Have you tried the official bson module that's included in PyMongo? PyMongo's bson is implemented in C, it's surely much faster than the pure-Python module you tried.
No, because I couldn't find it outside pymongo.
When it comes to embedding images/files you get same size than gzipped json without base64 encoding, and ~30% less size than JSON uncompressed. Yes messagepack is ideal for those use cases using pure bytes which is not supported in JSON.
I did a lot of investigation around this (compared some other binary formats as well) and came to the same conclusions.

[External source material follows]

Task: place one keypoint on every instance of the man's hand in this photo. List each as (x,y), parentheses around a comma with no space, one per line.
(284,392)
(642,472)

If you're interested in seeing the full data set - you can read about it here https://www.lucidchart.com/techblog/2019/12/06/json-compression-alternative-binary-formats-and-compression-methods/
I just tried MessagePack to minimise a pretty hefty web response (20,000 items, totalling 6MB).
The result was... 20MB!
After a bit of research, I've found that it's due to the nature of binary serialisers, and that JSON specific serialised can be much more efficient because they're designed to work with specifically with the JSON format.

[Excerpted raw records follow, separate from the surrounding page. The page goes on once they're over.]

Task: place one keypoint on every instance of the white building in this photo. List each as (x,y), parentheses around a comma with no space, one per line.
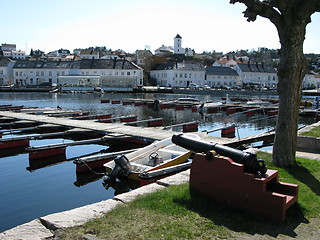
(310,81)
(89,54)
(257,74)
(6,75)
(222,76)
(178,74)
(164,50)
(8,47)
(143,57)
(93,72)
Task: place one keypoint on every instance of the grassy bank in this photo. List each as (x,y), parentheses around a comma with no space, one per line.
(177,213)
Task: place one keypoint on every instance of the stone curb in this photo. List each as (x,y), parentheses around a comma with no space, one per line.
(78,216)
(44,227)
(33,230)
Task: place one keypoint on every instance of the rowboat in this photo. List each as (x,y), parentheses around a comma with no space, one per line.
(158,155)
(87,164)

I have since used GZip and the response is now a fantastic 600kb
So, from 6MB, to 20MB, to 600kb?
What about Brotli or Zstandard? Even smaller?
Yeah, the original response using default .NET JSON serialiser (System.Text.Json) was 6MB.
Then I had a go with MesssagePack and it was 20MB.
Then I tried GZip and got a nice 600kb.
I didn't try anything after that - 600kb is good enough for me, excellent in fact!